Three observations stand out:
- Foundation models for biology are maturing. The same architectural approaches that power language models are proving effective for protein design. Companies that build domain-specific foundation models (rather than fine-tuning general-purpose models) are commanding the largest partnerships.
- The bottleneck is shifting. AI can now generate novel protein designs faster than they can be experimentally validated. This shifts the challenge from "can we design this protein?" to "can we test enough candidates quickly enough?"

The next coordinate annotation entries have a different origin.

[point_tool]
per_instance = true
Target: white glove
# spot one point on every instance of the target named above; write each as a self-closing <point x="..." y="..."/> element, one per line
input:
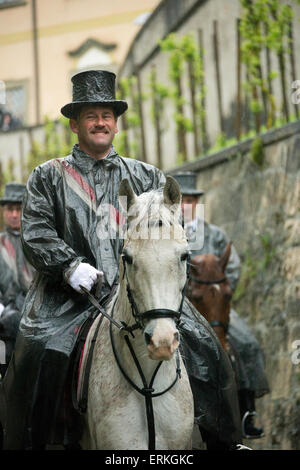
<point x="84" y="275"/>
<point x="1" y="308"/>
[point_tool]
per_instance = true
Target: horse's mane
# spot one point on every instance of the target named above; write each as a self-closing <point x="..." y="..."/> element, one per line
<point x="151" y="212"/>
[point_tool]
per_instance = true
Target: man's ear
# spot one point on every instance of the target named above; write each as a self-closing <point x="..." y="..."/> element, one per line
<point x="73" y="125"/>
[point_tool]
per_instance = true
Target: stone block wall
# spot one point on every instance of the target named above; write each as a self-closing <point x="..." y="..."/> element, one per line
<point x="259" y="208"/>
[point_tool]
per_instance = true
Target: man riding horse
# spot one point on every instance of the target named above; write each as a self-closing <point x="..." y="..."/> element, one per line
<point x="67" y="204"/>
<point x="208" y="238"/>
<point x="15" y="272"/>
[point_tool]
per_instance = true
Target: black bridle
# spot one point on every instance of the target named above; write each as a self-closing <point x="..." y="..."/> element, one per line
<point x="212" y="323"/>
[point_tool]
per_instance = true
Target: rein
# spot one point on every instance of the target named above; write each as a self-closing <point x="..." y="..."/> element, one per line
<point x="199" y="281"/>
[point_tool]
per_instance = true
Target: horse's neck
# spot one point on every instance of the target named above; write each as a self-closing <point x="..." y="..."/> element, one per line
<point x="121" y="310"/>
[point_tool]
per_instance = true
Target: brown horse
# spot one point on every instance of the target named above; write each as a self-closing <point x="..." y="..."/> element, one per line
<point x="210" y="292"/>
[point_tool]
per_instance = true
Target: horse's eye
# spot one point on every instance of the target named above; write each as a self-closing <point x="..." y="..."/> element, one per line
<point x="184" y="256"/>
<point x="127" y="257"/>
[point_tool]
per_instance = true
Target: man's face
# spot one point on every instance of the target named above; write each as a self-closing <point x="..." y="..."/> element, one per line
<point x="12" y="215"/>
<point x="96" y="127"/>
<point x="188" y="207"/>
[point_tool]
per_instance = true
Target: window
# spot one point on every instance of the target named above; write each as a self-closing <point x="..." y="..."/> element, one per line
<point x="13" y="108"/>
<point x="11" y="3"/>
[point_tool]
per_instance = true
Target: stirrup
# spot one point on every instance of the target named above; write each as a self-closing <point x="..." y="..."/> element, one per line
<point x="248" y="436"/>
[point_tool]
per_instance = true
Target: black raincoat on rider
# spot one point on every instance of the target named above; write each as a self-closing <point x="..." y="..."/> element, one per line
<point x="15" y="278"/>
<point x="67" y="202"/>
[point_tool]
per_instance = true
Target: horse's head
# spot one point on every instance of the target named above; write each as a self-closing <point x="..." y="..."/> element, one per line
<point x="153" y="266"/>
<point x="209" y="290"/>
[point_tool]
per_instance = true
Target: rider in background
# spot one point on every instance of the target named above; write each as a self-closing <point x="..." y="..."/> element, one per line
<point x="252" y="379"/>
<point x="15" y="271"/>
<point x="69" y="201"/>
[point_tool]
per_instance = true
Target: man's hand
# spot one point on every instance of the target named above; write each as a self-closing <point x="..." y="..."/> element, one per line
<point x="84" y="275"/>
<point x="1" y="308"/>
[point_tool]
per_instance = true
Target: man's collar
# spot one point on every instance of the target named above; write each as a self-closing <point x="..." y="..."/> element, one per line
<point x="10" y="230"/>
<point x="88" y="163"/>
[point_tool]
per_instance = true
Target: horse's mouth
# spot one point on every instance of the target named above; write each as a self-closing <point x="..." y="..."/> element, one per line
<point x="163" y="353"/>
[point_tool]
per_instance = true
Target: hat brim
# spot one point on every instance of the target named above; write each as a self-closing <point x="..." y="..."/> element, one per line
<point x="4" y="201"/>
<point x="70" y="109"/>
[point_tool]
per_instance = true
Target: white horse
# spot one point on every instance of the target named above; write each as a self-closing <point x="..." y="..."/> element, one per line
<point x="152" y="281"/>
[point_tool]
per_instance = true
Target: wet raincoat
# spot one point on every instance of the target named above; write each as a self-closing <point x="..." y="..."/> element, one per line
<point x="251" y="363"/>
<point x="65" y="209"/>
<point x="15" y="278"/>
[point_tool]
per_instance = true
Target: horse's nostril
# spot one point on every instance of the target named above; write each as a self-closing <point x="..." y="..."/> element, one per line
<point x="148" y="338"/>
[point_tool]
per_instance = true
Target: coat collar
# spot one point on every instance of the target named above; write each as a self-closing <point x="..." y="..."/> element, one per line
<point x="87" y="163"/>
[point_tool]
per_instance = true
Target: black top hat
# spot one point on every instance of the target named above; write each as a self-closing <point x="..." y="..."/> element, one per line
<point x="187" y="181"/>
<point x="13" y="192"/>
<point x="93" y="87"/>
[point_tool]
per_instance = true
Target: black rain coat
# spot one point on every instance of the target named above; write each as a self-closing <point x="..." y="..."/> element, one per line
<point x="67" y="202"/>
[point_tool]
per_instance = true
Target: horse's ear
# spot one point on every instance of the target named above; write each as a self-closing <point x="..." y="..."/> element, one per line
<point x="125" y="190"/>
<point x="172" y="193"/>
<point x="225" y="256"/>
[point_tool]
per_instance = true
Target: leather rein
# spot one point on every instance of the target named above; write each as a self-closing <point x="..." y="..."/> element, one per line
<point x="147" y="390"/>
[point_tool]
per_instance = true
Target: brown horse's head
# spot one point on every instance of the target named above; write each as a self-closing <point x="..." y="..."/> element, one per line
<point x="210" y="292"/>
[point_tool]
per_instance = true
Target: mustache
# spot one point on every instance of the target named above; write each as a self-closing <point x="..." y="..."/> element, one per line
<point x="99" y="128"/>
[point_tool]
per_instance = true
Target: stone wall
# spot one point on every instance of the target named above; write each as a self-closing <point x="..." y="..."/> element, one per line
<point x="259" y="208"/>
<point x="195" y="17"/>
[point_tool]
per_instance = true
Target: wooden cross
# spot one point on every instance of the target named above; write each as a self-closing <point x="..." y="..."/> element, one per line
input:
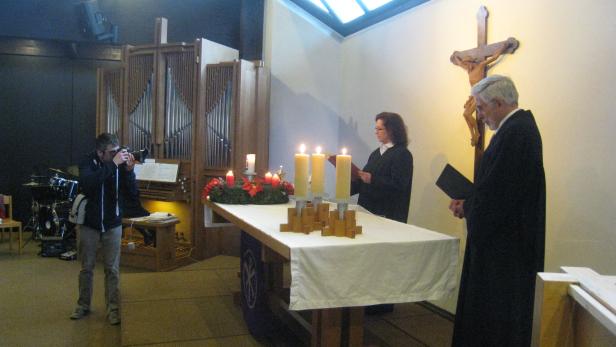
<point x="476" y="62"/>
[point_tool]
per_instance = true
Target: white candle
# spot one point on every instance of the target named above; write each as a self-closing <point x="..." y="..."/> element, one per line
<point x="301" y="173"/>
<point x="318" y="173"/>
<point x="343" y="176"/>
<point x="250" y="163"/>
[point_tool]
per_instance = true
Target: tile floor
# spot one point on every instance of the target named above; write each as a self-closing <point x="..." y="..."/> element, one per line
<point x="191" y="306"/>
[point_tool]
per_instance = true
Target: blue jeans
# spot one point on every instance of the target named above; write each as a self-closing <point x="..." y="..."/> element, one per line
<point x="111" y="241"/>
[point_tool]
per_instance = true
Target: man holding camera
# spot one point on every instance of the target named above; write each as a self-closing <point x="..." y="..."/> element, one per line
<point x="105" y="176"/>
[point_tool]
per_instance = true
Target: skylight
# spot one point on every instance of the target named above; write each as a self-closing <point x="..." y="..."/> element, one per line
<point x="349" y="16"/>
<point x="319" y="4"/>
<point x="372" y="4"/>
<point x="345" y="10"/>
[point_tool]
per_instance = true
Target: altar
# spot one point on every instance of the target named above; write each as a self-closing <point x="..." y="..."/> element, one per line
<point x="390" y="262"/>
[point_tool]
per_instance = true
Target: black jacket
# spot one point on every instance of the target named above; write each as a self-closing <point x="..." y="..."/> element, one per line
<point x="98" y="183"/>
<point x="389" y="192"/>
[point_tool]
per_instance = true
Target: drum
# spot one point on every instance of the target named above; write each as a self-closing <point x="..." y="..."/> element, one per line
<point x="63" y="189"/>
<point x="52" y="223"/>
<point x="43" y="193"/>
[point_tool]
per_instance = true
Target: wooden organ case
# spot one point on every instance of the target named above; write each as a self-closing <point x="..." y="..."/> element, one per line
<point x="195" y="104"/>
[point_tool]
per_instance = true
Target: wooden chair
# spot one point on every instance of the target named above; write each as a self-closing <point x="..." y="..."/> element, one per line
<point x="10" y="224"/>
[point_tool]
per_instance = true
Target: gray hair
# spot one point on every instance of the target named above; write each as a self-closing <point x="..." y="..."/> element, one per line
<point x="496" y="87"/>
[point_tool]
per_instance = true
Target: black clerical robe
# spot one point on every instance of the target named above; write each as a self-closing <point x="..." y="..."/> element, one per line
<point x="389" y="191"/>
<point x="506" y="238"/>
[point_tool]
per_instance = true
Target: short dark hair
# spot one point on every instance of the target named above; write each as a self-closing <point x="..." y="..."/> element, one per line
<point x="394" y="125"/>
<point x="105" y="139"/>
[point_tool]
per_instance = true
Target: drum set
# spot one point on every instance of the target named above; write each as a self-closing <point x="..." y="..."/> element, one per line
<point x="52" y="198"/>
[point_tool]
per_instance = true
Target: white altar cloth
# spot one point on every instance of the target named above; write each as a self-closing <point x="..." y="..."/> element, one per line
<point x="390" y="262"/>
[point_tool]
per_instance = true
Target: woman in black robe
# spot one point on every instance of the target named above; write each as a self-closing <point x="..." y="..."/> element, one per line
<point x="384" y="184"/>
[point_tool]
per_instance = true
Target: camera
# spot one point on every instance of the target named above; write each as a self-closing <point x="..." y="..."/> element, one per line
<point x="139" y="155"/>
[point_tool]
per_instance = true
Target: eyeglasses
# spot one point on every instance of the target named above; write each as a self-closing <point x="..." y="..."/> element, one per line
<point x="113" y="152"/>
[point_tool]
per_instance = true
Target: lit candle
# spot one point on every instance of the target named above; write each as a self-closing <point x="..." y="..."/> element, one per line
<point x="250" y="163"/>
<point x="318" y="173"/>
<point x="343" y="176"/>
<point x="230" y="179"/>
<point x="275" y="180"/>
<point x="301" y="173"/>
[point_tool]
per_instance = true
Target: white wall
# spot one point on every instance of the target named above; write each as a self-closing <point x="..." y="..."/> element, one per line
<point x="304" y="58"/>
<point x="563" y="71"/>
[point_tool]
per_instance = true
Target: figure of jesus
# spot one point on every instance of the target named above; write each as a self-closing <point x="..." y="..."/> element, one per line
<point x="476" y="68"/>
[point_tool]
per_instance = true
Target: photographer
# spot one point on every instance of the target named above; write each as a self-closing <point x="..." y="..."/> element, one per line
<point x="106" y="177"/>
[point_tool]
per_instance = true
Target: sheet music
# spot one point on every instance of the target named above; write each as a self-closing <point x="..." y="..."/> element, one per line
<point x="159" y="172"/>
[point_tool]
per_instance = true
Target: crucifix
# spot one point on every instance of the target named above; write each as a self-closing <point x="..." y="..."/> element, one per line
<point x="476" y="62"/>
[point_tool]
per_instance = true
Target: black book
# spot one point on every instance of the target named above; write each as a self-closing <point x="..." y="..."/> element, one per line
<point x="454" y="184"/>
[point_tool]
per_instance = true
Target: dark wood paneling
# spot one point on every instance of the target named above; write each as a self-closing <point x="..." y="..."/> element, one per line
<point x="48" y="119"/>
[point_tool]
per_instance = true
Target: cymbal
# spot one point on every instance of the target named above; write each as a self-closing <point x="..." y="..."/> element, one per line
<point x="33" y="184"/>
<point x="58" y="171"/>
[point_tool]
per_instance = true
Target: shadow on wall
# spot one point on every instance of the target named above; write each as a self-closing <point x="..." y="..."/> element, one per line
<point x="352" y="141"/>
<point x="580" y="232"/>
<point x="300" y="118"/>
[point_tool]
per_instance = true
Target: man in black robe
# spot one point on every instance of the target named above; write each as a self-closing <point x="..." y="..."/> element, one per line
<point x="506" y="225"/>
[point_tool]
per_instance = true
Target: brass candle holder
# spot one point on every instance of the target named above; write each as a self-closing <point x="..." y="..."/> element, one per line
<point x="341" y="222"/>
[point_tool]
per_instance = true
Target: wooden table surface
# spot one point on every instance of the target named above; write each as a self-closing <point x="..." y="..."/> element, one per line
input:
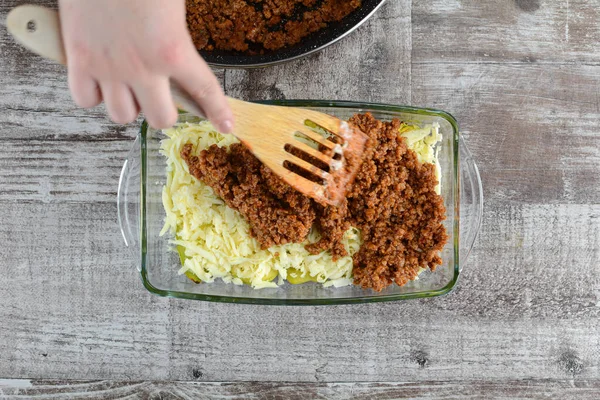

- Valuation reflects confidence. A $2.25 billion deal for a pre-clinical technology signals that major pharmaceutical companies believe AI-designed therapeutics will reach patients, not just publications.
Looking Forward
The Profluent-Lilly partnership will not produce an approved therapy for years. Regulatory pathways for AI-designed gene editors are still evolving. But the strategic signal is clear: the pharmaceutical industry's largest players are no longer asking whether AI will transform drug discovery. They are making billion-dollar commitments on the assumption that it will.
For those of us building AI systems or advising organizations on AI strategy, this is a reminder that the most transformative applications of AI may not be chatbots or productivity tools. They may be novel proteins that no human designer could have conceived, solving medical problems that no existing technology can address.